By chunking the find_neighbors job to run in parallel across partial sets of the original data set, I reduced the overall clustering runtime for the ~800k sequences dataset from hours to a few minutes.

Rank groups of barcodes with the greatest occurrence in the set of induced sequences

The chart above shows the distribution of 'unique' barcodes in the whole dataset. 'Unique' to mean a 'true' barcode and all its variants. Over a set of 22k groups ('unique' barcodes), most had very low counts, validating the second hint, "We observe low counts for the vast majority of barcodes whitelisted."

With the geometric distribution skewed right, and the unknown of cell count to determine the number of true barcodes we're looking for, I ranked the confidence of potentially true barcodes by the size of their group (number of occurrences of it and its variants) to estimate confidence.

Rank barcodes for each group by greatest occurrence in the set of induced sequences

The chart above shows the distribution of a group's variants' occurrences in the original dataset.

So each variant in this group is a hamming-1 neighbor. We can see a similar geometrically skewed right distribution showing few occurrences of the neighbors of the most prevalent sequence variant. This validates the third hint, "The vast majority of the apparent barcodes are hamming-1 neighbors of other apparent barcodes." As of the 10_6_candidates dataset, we had groups with 20k+ variants, and of those most had very low counts and are a hamming-1 neighbor of a variant with a very high count.
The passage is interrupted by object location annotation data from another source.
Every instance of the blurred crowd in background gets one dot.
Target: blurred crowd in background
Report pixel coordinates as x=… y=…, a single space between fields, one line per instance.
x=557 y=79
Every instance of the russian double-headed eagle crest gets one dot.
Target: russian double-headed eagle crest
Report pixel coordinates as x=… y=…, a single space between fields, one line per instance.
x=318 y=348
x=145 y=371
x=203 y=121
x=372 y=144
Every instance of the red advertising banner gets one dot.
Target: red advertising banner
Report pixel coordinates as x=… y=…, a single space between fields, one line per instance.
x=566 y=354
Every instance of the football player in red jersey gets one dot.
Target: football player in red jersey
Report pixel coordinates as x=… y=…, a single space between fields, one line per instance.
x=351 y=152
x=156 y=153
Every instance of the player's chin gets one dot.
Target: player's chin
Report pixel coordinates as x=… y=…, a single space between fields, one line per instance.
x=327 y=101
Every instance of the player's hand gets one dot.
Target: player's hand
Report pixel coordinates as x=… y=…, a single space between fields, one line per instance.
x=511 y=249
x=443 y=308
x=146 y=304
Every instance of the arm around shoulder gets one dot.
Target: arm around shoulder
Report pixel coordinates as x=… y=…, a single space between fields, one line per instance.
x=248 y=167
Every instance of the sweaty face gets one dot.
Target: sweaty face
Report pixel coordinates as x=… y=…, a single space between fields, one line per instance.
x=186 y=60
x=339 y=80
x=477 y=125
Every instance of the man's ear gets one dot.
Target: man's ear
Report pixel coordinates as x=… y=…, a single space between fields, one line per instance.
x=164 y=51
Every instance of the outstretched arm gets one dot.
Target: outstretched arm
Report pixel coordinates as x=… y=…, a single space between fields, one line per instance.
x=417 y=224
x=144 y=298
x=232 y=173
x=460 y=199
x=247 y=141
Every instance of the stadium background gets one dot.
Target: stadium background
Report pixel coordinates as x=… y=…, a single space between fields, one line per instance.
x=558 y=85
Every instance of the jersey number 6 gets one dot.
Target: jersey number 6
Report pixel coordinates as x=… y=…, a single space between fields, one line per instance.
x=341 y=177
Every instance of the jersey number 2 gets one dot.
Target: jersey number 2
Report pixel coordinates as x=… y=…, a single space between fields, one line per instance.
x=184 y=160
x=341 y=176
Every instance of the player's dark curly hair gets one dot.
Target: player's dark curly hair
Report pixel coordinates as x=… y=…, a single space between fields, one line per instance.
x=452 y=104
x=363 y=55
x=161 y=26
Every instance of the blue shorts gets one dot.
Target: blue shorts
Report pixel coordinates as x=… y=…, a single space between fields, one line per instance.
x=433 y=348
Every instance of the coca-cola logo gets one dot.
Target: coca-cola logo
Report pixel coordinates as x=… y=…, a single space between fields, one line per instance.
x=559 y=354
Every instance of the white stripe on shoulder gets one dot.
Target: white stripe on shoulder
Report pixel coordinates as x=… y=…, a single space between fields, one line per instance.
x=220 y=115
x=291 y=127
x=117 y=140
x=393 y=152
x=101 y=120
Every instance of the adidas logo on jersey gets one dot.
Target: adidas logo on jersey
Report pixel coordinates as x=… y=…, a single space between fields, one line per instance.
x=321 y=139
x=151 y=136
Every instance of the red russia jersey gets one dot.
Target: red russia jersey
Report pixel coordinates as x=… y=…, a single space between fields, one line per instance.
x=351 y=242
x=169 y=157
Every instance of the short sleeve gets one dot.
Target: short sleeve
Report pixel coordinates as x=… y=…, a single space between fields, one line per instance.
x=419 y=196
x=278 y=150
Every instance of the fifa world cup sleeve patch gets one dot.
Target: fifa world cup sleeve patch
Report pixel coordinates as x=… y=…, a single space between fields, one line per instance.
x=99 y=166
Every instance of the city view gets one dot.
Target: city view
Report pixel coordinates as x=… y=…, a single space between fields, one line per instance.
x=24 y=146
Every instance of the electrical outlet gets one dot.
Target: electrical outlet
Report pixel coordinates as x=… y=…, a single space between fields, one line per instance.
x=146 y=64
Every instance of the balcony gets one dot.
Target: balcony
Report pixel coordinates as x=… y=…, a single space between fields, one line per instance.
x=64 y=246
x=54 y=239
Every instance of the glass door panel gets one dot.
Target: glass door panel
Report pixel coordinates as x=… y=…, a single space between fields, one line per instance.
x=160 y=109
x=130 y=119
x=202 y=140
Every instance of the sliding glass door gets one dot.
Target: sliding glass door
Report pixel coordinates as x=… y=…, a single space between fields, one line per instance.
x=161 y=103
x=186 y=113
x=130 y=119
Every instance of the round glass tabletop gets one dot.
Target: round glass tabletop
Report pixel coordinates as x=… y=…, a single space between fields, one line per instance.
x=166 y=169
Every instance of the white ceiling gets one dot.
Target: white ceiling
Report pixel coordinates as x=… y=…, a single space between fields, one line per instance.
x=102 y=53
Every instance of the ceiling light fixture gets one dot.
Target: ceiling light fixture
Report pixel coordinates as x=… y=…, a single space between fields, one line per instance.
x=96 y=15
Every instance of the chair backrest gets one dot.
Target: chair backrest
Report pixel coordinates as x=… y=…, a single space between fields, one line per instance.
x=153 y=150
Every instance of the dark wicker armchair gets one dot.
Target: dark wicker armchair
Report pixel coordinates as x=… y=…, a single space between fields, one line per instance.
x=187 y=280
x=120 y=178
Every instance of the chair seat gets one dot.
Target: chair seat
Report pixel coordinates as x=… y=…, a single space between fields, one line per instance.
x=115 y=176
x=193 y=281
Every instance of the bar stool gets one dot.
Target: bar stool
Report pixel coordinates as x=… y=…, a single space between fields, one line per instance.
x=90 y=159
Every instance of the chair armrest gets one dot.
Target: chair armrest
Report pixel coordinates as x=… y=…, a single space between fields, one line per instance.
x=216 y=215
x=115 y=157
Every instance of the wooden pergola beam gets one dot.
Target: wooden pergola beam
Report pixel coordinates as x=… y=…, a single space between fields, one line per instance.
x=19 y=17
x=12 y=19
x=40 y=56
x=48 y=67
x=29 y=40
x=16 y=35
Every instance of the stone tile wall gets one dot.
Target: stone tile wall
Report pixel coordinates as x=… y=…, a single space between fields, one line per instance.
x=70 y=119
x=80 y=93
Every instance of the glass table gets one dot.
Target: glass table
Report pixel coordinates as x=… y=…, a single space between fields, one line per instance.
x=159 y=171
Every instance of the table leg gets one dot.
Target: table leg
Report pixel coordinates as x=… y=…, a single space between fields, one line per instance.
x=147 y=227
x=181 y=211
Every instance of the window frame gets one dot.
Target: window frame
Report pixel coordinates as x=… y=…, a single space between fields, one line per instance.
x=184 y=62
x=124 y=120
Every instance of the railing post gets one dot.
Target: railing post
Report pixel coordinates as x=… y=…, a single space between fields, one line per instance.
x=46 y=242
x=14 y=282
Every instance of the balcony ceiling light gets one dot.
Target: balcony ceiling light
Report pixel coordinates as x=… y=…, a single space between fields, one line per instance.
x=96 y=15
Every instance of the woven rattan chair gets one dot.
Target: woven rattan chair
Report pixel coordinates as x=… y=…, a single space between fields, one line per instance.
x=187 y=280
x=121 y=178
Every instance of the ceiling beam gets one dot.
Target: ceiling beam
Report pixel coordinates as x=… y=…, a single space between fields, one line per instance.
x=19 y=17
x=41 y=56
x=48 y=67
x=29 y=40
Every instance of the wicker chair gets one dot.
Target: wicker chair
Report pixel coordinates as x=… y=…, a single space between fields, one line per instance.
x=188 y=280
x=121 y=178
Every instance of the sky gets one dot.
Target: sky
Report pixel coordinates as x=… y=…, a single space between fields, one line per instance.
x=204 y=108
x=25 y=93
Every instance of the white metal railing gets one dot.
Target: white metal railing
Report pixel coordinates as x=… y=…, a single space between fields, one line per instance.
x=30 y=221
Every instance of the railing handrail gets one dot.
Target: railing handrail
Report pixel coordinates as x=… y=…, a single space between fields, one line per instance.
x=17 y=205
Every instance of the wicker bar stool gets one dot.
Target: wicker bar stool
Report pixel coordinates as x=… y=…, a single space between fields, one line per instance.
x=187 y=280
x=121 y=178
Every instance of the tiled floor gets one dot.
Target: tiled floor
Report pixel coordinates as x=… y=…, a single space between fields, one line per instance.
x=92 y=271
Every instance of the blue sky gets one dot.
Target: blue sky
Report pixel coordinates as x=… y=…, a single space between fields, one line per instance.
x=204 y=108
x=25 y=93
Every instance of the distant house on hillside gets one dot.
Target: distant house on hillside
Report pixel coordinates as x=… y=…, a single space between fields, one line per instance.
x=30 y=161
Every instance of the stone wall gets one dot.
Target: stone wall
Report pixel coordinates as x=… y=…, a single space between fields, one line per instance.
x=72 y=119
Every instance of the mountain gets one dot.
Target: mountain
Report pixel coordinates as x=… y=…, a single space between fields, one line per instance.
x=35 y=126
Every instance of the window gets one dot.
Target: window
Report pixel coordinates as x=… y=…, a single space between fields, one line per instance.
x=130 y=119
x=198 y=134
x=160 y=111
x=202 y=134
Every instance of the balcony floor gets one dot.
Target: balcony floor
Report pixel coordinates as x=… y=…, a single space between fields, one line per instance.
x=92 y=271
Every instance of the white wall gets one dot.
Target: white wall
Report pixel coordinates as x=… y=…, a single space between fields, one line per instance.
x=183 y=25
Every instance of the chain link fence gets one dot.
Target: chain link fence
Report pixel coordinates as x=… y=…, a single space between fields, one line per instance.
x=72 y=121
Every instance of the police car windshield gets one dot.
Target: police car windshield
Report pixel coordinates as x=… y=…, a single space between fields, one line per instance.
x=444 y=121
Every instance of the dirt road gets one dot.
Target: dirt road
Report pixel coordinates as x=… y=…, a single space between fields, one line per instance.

I ranked the variants by count again as to estimate confidence and identified the most prevalent sequence as the 'true' barcode of the group.
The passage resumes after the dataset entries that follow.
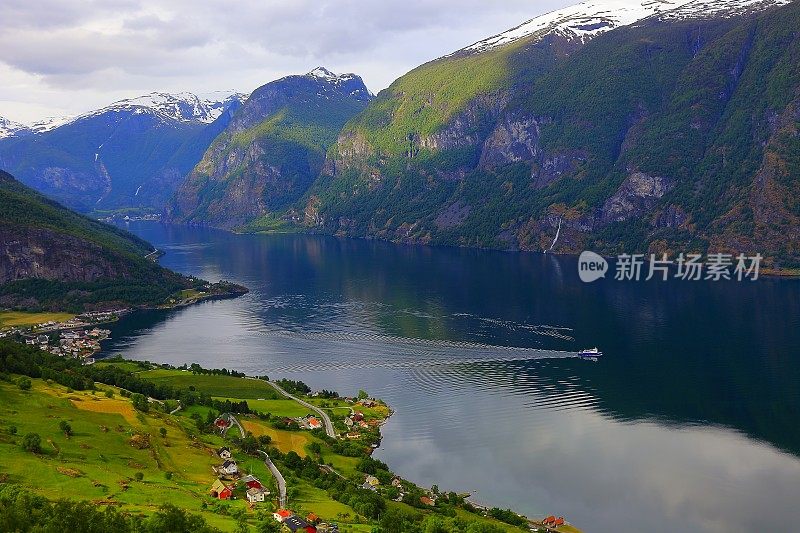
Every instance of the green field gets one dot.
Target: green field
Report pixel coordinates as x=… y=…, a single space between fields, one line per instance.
x=99 y=463
x=10 y=319
x=213 y=385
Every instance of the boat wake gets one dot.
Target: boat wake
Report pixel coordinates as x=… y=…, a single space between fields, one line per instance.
x=322 y=352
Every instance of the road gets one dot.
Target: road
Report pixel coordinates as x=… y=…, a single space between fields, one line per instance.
x=325 y=418
x=242 y=432
x=278 y=478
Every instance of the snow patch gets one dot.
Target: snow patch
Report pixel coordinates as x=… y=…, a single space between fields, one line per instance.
x=9 y=128
x=588 y=19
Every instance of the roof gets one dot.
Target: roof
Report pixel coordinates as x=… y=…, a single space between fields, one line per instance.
x=295 y=523
x=219 y=485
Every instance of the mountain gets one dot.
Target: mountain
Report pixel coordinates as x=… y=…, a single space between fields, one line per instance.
x=272 y=150
x=661 y=127
x=130 y=154
x=9 y=128
x=53 y=258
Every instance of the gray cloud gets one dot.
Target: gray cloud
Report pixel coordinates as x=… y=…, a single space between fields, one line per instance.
x=72 y=56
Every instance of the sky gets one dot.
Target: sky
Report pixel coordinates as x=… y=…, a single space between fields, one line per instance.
x=65 y=57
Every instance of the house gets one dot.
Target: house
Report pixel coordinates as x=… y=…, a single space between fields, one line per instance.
x=229 y=467
x=221 y=490
x=224 y=453
x=298 y=525
x=252 y=482
x=255 y=495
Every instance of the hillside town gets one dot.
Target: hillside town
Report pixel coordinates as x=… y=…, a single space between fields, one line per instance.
x=78 y=337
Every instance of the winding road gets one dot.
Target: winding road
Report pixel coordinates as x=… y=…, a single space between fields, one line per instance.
x=325 y=418
x=278 y=478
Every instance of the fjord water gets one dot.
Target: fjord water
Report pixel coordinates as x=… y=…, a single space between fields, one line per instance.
x=691 y=422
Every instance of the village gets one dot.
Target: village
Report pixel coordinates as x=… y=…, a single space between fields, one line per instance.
x=231 y=483
x=77 y=337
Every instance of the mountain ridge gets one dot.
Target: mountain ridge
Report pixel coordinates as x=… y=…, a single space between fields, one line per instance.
x=272 y=150
x=615 y=139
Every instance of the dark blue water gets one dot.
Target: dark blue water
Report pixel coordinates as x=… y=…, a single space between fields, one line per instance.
x=690 y=423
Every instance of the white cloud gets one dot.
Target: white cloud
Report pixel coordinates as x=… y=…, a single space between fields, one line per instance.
x=65 y=58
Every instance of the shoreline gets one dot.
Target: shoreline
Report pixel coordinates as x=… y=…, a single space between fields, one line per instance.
x=769 y=273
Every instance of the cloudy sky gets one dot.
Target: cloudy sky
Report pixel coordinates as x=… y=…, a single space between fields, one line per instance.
x=61 y=57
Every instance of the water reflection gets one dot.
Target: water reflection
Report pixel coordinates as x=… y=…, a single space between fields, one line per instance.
x=691 y=421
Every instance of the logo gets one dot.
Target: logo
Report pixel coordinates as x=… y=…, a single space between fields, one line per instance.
x=591 y=266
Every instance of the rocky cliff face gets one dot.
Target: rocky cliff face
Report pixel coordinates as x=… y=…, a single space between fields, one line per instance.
x=271 y=152
x=53 y=258
x=676 y=133
x=130 y=154
x=39 y=253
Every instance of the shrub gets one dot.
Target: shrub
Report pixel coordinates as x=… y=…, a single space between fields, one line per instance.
x=32 y=442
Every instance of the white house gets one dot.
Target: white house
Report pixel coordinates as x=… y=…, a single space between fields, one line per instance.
x=229 y=467
x=224 y=453
x=256 y=495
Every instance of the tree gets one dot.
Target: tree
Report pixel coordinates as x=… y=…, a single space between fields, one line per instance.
x=32 y=442
x=140 y=402
x=65 y=427
x=267 y=524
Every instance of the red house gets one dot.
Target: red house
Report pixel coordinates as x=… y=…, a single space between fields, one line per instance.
x=221 y=490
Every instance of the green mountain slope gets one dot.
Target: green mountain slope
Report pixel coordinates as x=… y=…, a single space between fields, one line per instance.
x=673 y=134
x=131 y=154
x=272 y=150
x=53 y=258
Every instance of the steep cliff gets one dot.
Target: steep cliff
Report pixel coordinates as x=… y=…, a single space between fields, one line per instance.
x=272 y=150
x=673 y=128
x=130 y=154
x=51 y=257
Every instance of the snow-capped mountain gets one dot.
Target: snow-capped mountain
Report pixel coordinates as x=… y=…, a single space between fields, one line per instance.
x=9 y=128
x=588 y=19
x=349 y=82
x=131 y=153
x=184 y=107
For the top N (number of cells) groups, identify the most frequent variation as a 'true barcode'

In this run, of 22390 potentially true barcodes, I specified to choose the top 10 most likely by count and confidence within their group. You can change this to ask for N (cell count) true barcodes, all barcodes, or a subset as below.

Conclusion\

How do you know that your program works?

I'm confident in my program's correctness towards identifying prevalent barcodes that are most likely to be the original of any incorrectly sequenced barcodes, assuming they maintain a variance of 1 (hamming-1). I've tested with assertions to ensure barcodes aren't dropped or lost, and that all grouped sequences are hamming-1 neighbors. Bar any misunderstanding of how to interpret the data, my program works.

How well does your program scale to larger data?

By nature of the clustering requirement to match unique barcodes to their variations, we will have to run n2comparisons, making it difficult to scale. My program attempts to remedy this by batching our comparison jobs of finding barcode variances by chunking the job across the large dataset of barcodes to many parallel jobs to merge together on return. This enables scaling to become dependent on the number of processes we can run on our machines.

How easy is it to apply your program to new data, which might have different statistics?

This program is setup for interactive compilation, allowing users to feed their own fastq datasets, number of cells (expected true barcodes), and the known anchor tag. So long as we keep in mind the assumptions of this program of substituting count and frequency for confidence in a set of unique barcodes mixed with sequencing errors up to 1 variation away, we can apply this program to estimate the best true barcodes in any dataset.

How easily could someone else (or an automated process) run your program?

Right now user's can interact with the program through the CLI and manually input their metadata on runtime. It would be trivial to package it with a web app to enable a nice UI to feed the data, run the job, and display.

An automated process could run my program easily so long as it is labelled with respective metadata needed at runtime per dataset.